Later on Sunday, Minister of Transport Hisham Arafat appointed Ashraf Raslan as head of the Egyptian Railway Authority (ERA), replacing Sayed Salem. Salem, sacked in the immediate aftermath of the derailment, was appointed head of the ERA in August 2017 following a train crash in Alexandria that left 42 people dead.
Prosecutor-General Nabil Sadek assigned a team of Aswan prosecutors to investigate the scene of the accident. The minister of transport has also formed a technical committee to ascertain the reasons behind the accident.
Sunday's derailment occurred 20 days after three carriages heading from Cairo to Qena left the tracks in the village of Marazik, close to Badrashin station, injuring 61 people. In the wake of that accident Arafat referred 15 railway officials to the Administrative Prosecution for interrogation.
Experts say the entire railway network is moribund and in need of a radical upgrade.
“The railway network has suffered three decades of neglect,” says Hani Sobhi, professor of railway engineering at Ain Shams University. “Essential maintenance is routinely ignored and what training staff do receive is completely inadequate.”
According to the Central Agency for Public Mobilisation and Statistics (CAPMAS), 13,539 train accidents occurred between 2004 and 2016. In 2017 alone, 1,793 accidents were reported on the railway network. Eighty per cent of the accidents in 2017 involved collisions at crossing points.

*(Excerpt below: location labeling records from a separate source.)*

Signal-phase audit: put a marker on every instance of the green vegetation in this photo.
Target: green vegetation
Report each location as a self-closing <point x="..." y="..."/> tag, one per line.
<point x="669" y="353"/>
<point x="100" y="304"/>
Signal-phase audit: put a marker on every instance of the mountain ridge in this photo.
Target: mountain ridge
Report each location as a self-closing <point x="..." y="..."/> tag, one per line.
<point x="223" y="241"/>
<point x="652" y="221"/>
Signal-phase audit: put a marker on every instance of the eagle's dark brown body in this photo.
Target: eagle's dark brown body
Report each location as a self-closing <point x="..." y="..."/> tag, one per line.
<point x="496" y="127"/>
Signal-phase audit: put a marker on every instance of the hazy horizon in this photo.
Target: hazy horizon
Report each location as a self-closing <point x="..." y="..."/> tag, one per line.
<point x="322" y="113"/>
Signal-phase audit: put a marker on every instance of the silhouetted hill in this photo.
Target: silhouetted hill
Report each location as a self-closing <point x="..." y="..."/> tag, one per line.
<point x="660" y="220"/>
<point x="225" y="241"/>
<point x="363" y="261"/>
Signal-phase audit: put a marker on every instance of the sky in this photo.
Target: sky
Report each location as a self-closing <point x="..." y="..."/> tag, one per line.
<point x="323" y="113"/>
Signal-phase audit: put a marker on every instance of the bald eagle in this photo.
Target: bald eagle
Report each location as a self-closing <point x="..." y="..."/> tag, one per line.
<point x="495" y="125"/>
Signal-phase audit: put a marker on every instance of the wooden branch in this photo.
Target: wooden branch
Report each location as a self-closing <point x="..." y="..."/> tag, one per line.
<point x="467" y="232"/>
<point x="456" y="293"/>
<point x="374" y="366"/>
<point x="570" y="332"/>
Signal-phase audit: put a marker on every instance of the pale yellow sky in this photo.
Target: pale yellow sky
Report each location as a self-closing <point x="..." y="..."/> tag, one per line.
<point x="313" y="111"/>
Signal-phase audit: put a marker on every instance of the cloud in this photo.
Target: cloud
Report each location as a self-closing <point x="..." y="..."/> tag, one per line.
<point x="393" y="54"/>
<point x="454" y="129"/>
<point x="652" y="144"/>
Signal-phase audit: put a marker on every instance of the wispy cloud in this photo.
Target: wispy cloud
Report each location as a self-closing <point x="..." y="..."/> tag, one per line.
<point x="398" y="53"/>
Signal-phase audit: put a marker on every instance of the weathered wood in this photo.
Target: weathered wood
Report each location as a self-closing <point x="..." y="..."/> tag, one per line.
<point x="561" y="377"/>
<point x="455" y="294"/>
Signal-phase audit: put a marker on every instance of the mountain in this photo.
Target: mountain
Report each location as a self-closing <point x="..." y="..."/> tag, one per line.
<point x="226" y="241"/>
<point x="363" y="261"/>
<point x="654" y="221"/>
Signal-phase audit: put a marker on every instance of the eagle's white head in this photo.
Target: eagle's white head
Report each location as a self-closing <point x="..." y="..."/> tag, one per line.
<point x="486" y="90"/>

“The sector desperately needs upgrading. Modern electrical signals need to be installed and diesel engines replaced with electric ones,” says Osama Okail, professor of road and railway engineering at Ain Shams University. Problems, he says, have been compounded by massive underinvestment leaving the system “managed by ancient technology that has not been updated since it was first installed”.
Eighty-five per cent of the network still uses mechanical signalling systems and the signal system at crossings remains dependent on the telephone. Ninety per cent of engines run on diesel. According to a report issued by the ENR, there are 1,332 official crossing points on the rail network, supplemented by 2,006 unofficial crossings, made by citizens and beyond the control of the ENR. It is the latter that account for the majority of accidents.
Unofficial crossings are regularly closed only to be reopened in what has become a game of cat and mouse between the transport police and the public. The transport police lack the resources to monitor all 9,570 kilometres of the network and as far as unofficial crossings are concerned, in the absence of public cooperation they are fighting a losing battle.
Of the existing 1,332 crossing points only 170 have been installed with electric signals. Work is ongoing to develop 470 more. According to an ENR report, upgrading each crossing costs LE2 million.
Earlier this year Arafat announced a five-year overhaul programme, including the installation of a fully automated signalling system, costing LE55 billion.
In a speech to students and government officials at the National Youth Conference held this week at Cairo University President Abdel-Fattah Al-Sisi said the government will not increase rail ticket prices until the whole railway system has been developed.
“I have rejected the minister of transport's request to raise the price of tickets,” Al-Sisi said on Sunday, the second day of the conference.
Egypt's railway network is the world's second oldest, with 9,570km of tracks running across the country. It transports 500 million passengers annually — an average of 1.4 million passengers per day — according to ENR figures.